I started out by asking why he loves teaching science. 

He responded with a very inspiring motive for his profession: “I like making something that has been historically inaccessible to everyone accessible to more people.” 

He stated that he wanted to abolish the idea that you have to be “old, white, male, (and) wealthy”  to “enjoy and think like a scientist.” Since arriving at Berkeley Carroll, it has become apparent to me that one of BC’s main goals is to promote diversity on campus, evident as the BC faculty span across a wide range of identities. Mr. Leong seems perfect to further this MO with his inclusive outlook on science. 

He then went on to describe the importance of critical thinking: “I personally think science is useful for critical thinking especially with our day and age and our administration…it’s good to know why and how things happen.”

Sticking with the theme of school, Mr. Leong’s greatest fear relates to his teaching: “My greatest fear would be to—even if it wouldn’t be my intention—negatively impact a child in a moment that I had an indiscretion.” He clarified that taking anger out on a child unwillingly or being misunderstood would be “really painful” for him because to him, “relationships are key.”

Questions pertaining to Mr. Leong’s style were very popular amongst students. Students asked about where he learned to dress so well, where he shops, and how he’s always so on-point.
He surprised me with a humbling story of how he developed his style: “I grew up being dressed by my mother—who is an immigrant. So I didn’t grow up having a choice or agency in what I wore, so when I got to college… I just drew inspiration from what I saw.” He went on to say that he doesn’t have any fashion icons but that he takes some inspiration from “queer circles to think out of the box.”

He told me about his frugal “real-cheap” fashion ideology: “[I] try to think a lot about color-coordination and fit. So, I think it’s smarter to buy things even if they don’t fit…[and] just get it tailored after.” To me, Mr. Leong is the spitting image of the idea that you don’t have to break the bank in order to dress well. 

Lastly, I asked him what he likes to do during the weekends or during his free time. He started off his response with a piece of obvious information: “I am a really avid biker.” Almost every morning I seem him arrive helmet equipped at the front gate on his bike.

Continuing, he stated: “On longer weekends, I will fly somewhere.

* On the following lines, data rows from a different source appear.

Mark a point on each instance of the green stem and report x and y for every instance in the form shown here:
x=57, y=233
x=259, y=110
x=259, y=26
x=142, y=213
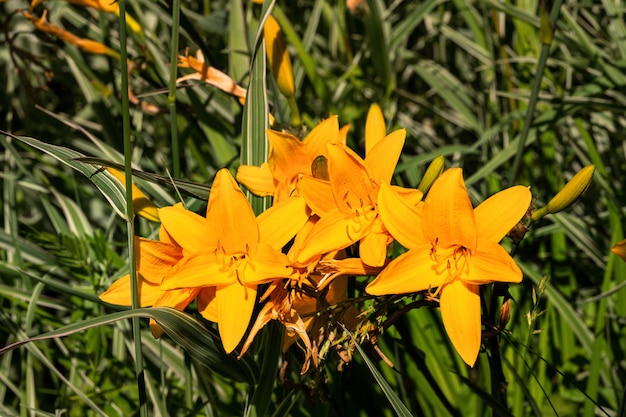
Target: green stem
x=171, y=98
x=141, y=385
x=547, y=33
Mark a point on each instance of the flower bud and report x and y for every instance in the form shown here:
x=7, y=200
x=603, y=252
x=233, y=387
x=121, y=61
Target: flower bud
x=620, y=249
x=433, y=172
x=572, y=190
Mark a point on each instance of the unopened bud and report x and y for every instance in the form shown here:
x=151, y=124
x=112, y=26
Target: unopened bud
x=433, y=172
x=620, y=249
x=568, y=194
x=505, y=313
x=572, y=190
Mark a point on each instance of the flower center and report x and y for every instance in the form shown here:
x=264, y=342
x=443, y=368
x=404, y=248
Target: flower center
x=236, y=263
x=453, y=261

I’ve been to 40+ countries because I used to work in the Middle East so I’m very big on flying around.” This was surprising alone but what really struck me about his hobbies was his passion for photography, a personal hobby of mine. 

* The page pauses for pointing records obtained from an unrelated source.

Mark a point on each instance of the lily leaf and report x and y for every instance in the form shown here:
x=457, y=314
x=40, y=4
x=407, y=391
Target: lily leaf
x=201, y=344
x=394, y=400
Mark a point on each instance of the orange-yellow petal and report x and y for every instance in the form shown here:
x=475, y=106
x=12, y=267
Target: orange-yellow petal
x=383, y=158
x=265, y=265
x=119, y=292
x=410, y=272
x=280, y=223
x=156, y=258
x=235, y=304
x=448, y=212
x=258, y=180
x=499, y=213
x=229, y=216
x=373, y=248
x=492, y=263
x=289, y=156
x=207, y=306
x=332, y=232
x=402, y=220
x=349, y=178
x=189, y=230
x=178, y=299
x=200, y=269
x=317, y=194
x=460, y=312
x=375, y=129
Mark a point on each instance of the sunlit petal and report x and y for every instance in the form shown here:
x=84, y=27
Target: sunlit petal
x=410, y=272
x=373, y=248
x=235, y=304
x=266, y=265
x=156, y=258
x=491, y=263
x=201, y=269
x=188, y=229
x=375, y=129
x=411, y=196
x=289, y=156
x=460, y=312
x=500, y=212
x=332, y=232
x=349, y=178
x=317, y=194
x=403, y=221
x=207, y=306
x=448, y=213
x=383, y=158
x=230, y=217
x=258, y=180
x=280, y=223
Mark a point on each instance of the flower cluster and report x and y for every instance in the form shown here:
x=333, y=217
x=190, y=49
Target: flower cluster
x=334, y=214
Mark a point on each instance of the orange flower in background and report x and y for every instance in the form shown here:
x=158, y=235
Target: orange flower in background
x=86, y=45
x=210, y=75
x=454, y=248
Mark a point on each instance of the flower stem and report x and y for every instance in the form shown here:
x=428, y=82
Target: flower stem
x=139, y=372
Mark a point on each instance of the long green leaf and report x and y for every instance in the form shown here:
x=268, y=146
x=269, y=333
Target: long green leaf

He went on to tell me that he used to be an avid photographer and that wishes he could do more photography. He proceeded to show me pictures of his friend’s engagement party that he took.

“I photograph so I can help people see the world the way I see it,” he explained, going into his motives for his fascination with intimate photography.

 The interview was supposed to end there but I asked him about his favorite branch of photography which happened to be candid and intimate photography. We then went on to talk about photography for another 20 minutes. I showed him some photos from my portfolio and he told me why or why not they had good composition. He showed me some resources that I could use to expand upon my skills. 

In my first few weeks at Berkeley Carroll, I have felt welcomed to the warm community and I’ve already made new friends. Most people don’t consider teachers to be their friends, but after interviewing Mr. Leong, I found a fellow nerd that I could geek out with over photography.